Macro
Well-Known Member
Pirates had fastpass for a while but they had to remove it in 2004 (ish?) I wasn't going to the parks at the time so I didn't see it personally but according to people who did, it caused a real mess. The extra space for the queue in the walkways blocked up New Orleans Square. Busy days became very busy in that area because of the crowding. When Matt Ouimet took over as Disneyland president they removed Pirates' fastpass to ease the crowding.Did it? I don't remember that.
Since they're going to add fastpass back to Pirates, the folks who remember how it worked back then have been crying foul. The word "disaster" tends to come up a lot. It may just be alarmism but their argument is that it made busy days even worse and so they had to remove it. And that was back when the parks were less crowded than now. With current crowding there are some fears that it could be even worse than last time.
EDIT:
From a MiceChat article: (yes, it's MiceChat, but it's not all snark)

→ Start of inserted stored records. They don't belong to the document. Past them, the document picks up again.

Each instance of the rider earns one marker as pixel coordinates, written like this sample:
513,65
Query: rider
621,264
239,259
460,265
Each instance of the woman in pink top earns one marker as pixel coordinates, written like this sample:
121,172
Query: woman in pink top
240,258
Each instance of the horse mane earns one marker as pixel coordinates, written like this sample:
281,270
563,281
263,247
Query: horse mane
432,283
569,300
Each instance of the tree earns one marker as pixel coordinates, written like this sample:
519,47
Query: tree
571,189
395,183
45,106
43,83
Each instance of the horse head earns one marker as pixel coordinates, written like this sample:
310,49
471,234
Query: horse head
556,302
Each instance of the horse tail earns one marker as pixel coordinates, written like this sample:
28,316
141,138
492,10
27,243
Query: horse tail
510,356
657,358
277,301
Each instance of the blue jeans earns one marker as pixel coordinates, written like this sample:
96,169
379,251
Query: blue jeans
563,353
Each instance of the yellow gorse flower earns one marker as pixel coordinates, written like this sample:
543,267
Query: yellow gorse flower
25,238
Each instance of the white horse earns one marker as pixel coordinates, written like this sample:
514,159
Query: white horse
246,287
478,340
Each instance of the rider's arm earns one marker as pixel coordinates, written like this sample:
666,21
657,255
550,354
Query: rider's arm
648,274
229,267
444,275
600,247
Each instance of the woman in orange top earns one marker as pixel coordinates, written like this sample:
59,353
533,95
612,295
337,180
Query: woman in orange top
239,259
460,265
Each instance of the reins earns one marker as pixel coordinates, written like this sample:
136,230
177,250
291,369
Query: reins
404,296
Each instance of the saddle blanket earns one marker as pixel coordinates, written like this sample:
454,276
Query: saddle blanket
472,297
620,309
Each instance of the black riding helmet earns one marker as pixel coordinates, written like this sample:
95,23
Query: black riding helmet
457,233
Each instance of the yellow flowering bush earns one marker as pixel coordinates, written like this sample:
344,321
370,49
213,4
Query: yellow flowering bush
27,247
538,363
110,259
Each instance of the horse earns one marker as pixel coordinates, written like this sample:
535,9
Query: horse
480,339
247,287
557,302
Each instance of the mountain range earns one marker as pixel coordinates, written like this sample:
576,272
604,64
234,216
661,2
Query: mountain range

Disneyland has been down this Fastpass road before back in 2001 and 2002, and it was ugly. Back then an executive team with no operations experience added Fastpass to many rides including Pirates and Small World and Winnie The Pooh, but not Matterhorn or Peter Pan. And DCA was a ghost town. Disneyland’s 1950’s bones creaked and groaned under that huge Fastpass load, as thousands more people were dumped out of queues and into walkways and common areas. At Christmastime and during busy summer weekends the over-crowding was at its worst, and walkways would routinely gridlock and crowds overwhelmed any open space. In 2003 with a new executive team headed by beloved former president Matt Ouimet, several high-capacity Fastpass rides were removed from the system and sanity quickly returned to the park.
But back then, the gridlock would set in when in-park crowd numbers hit about the 40,000 mark, much lower than the 49,000 in-park numbers Disneyland hits today. Several key crowd control projects have helped the park’s flow a bit since then, mostly the widening of walkways around the Hub in 2006 and the addition of permanent backstage escape routes behind Main Street in 2014. But those two issues only relieve getting in and out of the park and moving around the Hub during fireworks. It’s the narrower walkways further inside the park that gridlock when the crowd levels get too high, and adding thousands of additional Fastpass tickets per hour could create a crowding nightmare on even modestly busy days.